5. How important is the level of competition that you play?
a. If you want to play the very best competition, you have three choices.
(1). Rotisserie winner leagues – Some sites allow managers who win within a public league to play in a winner league the next year.
(2). Money leagues – Managers typically only put big money into a league when they are serious about winning. Almost every format has money leagues.
(3). Progression Leagues – This is unique to the Baseball Manager Simulation leagues. In essence this is a fantasy pyramid scheme. There is one Tier 1 league, two Tier 2 leagues, four Tier 3 leagues, etc. If a manager wins a lower level league they are promoted to a higher tier the next year. The two bottom managers at the end of each year in each league are demoted to a lower tier. This is the only format I have played that has consequences for winners and losers. As a result, I have never seen an abandoned team in a progression league.
b. If you just want to win, public rotisserie and point leagues may be your best choice. Many of these sites suffer from abandoned teams and only a handful of quality managers per league. But, winning is certainly much easier in these formats.
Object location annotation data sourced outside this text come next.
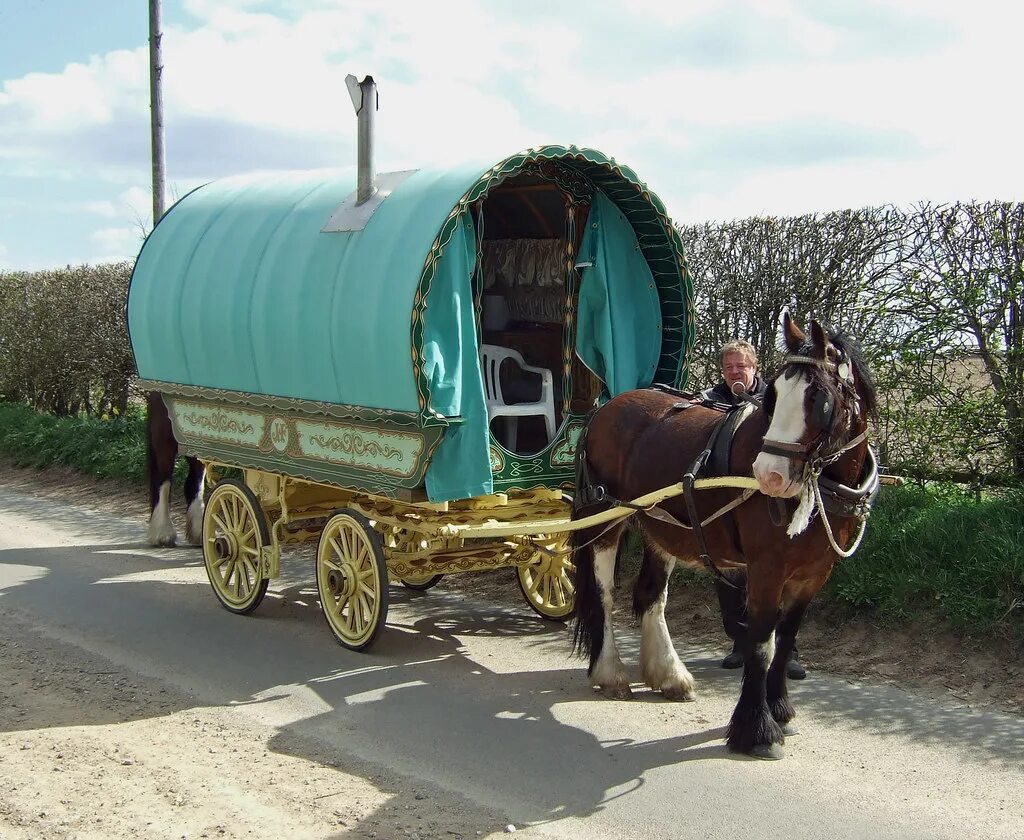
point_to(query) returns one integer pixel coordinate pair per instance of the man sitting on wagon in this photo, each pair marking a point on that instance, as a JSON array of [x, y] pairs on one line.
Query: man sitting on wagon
[[739, 376]]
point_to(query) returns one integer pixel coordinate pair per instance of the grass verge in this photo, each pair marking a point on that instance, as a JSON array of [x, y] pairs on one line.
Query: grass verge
[[928, 552]]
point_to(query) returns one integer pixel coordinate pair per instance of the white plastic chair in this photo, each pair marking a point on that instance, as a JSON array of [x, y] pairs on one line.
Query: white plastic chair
[[492, 358]]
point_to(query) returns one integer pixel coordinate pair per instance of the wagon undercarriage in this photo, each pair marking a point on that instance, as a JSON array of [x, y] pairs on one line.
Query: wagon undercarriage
[[365, 542]]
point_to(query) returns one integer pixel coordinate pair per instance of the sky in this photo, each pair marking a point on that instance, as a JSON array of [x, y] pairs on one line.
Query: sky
[[725, 109]]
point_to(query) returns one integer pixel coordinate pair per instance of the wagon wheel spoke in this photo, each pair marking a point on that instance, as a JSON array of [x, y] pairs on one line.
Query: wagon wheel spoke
[[351, 578], [235, 535], [220, 523]]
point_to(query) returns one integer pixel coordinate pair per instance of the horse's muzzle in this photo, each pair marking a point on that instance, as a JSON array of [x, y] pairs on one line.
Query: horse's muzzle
[[775, 476]]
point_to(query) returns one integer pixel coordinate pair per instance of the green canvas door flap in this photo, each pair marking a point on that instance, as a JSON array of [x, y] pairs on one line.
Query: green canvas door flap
[[619, 321], [461, 466]]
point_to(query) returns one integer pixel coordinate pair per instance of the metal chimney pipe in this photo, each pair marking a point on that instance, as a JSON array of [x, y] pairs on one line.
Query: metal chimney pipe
[[365, 101]]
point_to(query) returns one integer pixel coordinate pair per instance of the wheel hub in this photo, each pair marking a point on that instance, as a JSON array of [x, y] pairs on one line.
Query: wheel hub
[[224, 546], [340, 583]]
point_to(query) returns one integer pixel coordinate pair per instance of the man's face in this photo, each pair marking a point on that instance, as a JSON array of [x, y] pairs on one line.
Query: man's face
[[738, 368]]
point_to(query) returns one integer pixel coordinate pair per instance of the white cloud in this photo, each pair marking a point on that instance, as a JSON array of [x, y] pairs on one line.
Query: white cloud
[[115, 244], [771, 106]]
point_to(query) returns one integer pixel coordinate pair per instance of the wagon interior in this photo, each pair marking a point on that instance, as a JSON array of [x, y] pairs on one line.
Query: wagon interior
[[528, 227]]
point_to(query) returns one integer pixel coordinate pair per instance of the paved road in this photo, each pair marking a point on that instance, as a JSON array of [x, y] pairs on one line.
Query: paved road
[[485, 702]]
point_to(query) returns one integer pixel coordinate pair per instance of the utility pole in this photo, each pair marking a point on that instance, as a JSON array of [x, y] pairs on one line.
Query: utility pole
[[157, 110]]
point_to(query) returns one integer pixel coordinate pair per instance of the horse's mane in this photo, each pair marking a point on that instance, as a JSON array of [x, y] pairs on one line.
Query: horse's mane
[[850, 347], [852, 350]]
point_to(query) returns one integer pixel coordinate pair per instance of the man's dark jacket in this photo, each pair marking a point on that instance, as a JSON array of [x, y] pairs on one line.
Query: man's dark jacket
[[722, 393]]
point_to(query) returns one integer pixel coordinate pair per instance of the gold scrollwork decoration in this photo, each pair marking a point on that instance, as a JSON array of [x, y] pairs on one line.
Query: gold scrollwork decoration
[[352, 444], [218, 421]]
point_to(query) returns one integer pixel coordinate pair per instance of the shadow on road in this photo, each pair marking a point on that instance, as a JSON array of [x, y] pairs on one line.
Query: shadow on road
[[435, 697]]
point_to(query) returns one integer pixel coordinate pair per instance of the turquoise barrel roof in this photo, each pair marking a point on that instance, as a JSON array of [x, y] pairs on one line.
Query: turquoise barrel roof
[[240, 287]]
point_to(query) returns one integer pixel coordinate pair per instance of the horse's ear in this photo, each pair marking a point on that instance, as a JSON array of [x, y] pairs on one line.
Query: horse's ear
[[794, 336], [823, 348]]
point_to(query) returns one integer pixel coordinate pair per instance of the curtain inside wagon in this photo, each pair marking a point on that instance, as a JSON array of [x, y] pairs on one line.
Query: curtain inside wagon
[[619, 321], [461, 466]]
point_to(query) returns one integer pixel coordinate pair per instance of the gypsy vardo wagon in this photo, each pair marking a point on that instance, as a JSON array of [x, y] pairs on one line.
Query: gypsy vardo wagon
[[403, 379]]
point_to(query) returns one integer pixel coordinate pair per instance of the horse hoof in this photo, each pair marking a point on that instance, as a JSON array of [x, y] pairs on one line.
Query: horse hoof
[[679, 694], [768, 752], [616, 691]]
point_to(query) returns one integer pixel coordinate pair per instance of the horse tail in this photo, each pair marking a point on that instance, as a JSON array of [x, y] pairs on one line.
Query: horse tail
[[588, 632]]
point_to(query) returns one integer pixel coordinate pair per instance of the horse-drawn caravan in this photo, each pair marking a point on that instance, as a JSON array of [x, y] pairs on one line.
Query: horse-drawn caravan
[[408, 373], [404, 379]]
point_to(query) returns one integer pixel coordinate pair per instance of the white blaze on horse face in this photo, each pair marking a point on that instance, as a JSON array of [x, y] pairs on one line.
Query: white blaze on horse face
[[161, 529], [776, 474]]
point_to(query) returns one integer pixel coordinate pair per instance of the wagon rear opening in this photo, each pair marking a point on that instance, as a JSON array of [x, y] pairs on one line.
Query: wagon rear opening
[[529, 228]]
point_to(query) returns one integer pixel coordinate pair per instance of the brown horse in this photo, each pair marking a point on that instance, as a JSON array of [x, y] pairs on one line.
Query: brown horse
[[162, 450], [805, 445]]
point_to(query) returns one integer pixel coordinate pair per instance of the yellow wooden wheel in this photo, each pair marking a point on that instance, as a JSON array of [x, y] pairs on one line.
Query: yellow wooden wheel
[[235, 535], [546, 581], [351, 579]]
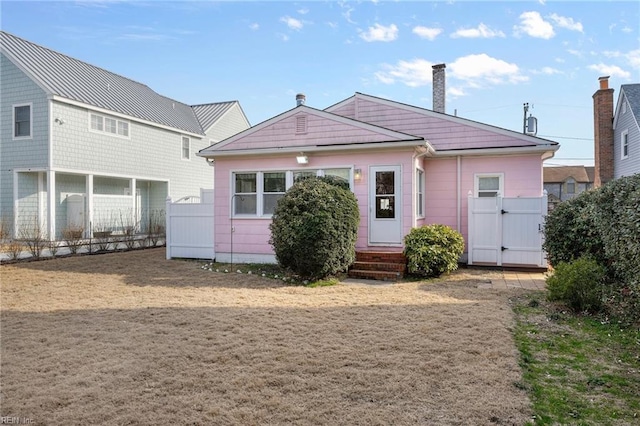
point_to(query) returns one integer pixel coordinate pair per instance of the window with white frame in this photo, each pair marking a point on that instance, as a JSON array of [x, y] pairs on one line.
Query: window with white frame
[[186, 147], [22, 121], [624, 144], [419, 193], [256, 194], [570, 186], [109, 125], [489, 185]]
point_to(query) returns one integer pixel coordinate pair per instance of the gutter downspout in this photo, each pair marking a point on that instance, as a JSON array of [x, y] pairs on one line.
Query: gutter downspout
[[458, 188]]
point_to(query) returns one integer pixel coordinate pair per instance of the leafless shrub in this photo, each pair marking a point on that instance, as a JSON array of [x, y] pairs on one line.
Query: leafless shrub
[[14, 248], [34, 237], [129, 227], [72, 236], [156, 227], [54, 246], [5, 229]]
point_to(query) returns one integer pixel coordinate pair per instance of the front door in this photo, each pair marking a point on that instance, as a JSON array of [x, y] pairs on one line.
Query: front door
[[385, 205]]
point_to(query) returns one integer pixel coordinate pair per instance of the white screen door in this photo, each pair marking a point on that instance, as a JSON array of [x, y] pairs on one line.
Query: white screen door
[[385, 205]]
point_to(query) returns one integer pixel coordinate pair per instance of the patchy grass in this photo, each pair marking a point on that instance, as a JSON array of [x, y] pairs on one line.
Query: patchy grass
[[267, 270], [577, 370], [133, 338]]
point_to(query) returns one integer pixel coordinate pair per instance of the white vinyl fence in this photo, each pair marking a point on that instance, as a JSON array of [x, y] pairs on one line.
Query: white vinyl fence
[[190, 227], [507, 231]]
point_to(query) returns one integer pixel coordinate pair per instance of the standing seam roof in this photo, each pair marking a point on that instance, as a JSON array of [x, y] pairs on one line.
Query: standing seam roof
[[82, 82]]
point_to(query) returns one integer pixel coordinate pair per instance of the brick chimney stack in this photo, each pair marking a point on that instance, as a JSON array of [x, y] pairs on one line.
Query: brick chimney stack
[[603, 132], [439, 91]]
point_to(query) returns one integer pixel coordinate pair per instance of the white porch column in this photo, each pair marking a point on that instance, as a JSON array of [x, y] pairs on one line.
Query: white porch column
[[88, 221], [51, 203]]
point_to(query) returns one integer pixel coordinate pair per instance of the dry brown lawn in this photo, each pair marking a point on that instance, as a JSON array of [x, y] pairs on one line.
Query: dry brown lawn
[[131, 338]]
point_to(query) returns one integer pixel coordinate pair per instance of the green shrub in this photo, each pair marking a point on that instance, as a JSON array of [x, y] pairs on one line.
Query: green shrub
[[315, 227], [571, 230], [579, 284], [432, 250]]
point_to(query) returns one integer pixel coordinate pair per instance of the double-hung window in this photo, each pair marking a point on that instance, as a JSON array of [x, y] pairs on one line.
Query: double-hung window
[[256, 194], [245, 195], [274, 187], [489, 185], [186, 147], [109, 125], [22, 121]]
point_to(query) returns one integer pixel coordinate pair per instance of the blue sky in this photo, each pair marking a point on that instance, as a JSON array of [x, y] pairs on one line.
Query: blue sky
[[499, 55]]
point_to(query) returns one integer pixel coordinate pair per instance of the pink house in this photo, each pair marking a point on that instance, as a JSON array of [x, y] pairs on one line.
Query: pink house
[[407, 166]]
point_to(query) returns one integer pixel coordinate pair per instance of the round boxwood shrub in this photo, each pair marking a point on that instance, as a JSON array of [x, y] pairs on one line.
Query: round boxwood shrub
[[315, 227], [579, 284], [432, 250]]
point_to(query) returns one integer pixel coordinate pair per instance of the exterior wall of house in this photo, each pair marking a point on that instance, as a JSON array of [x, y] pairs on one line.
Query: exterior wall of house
[[522, 178], [149, 153], [251, 235], [28, 153], [625, 122]]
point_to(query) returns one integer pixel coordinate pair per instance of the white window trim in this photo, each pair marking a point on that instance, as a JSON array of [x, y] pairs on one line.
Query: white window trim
[[622, 137], [13, 121], [104, 132], [420, 205], [260, 187], [476, 182], [188, 157]]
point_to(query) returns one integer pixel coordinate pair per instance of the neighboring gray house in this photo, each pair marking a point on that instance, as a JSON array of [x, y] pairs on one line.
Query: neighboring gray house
[[626, 132], [616, 135], [82, 147], [565, 182]]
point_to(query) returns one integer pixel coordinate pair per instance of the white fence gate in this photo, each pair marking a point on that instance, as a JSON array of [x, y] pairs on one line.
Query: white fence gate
[[189, 227], [507, 231]]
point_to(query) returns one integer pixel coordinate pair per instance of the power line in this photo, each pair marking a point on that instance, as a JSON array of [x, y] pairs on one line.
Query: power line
[[565, 137]]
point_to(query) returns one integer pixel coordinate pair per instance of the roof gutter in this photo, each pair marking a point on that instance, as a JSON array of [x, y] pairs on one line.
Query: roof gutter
[[547, 151], [417, 143]]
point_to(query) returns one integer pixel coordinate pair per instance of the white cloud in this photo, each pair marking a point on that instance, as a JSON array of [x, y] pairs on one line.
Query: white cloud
[[426, 32], [610, 70], [548, 71], [634, 58], [532, 24], [482, 31], [292, 23], [380, 33], [414, 73], [564, 22], [482, 69]]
c. If you really don’t care or you just want to have fun, you may want to go back and consider one of the other questions when choosing your type of league. You can always find a group of friends to play any format if fun is your goal.
I’m hoping these questions help you choose the fantasy baseball format that best fits your interests. Feel free to offer comments if there are other things that you found important when making your choice of formats.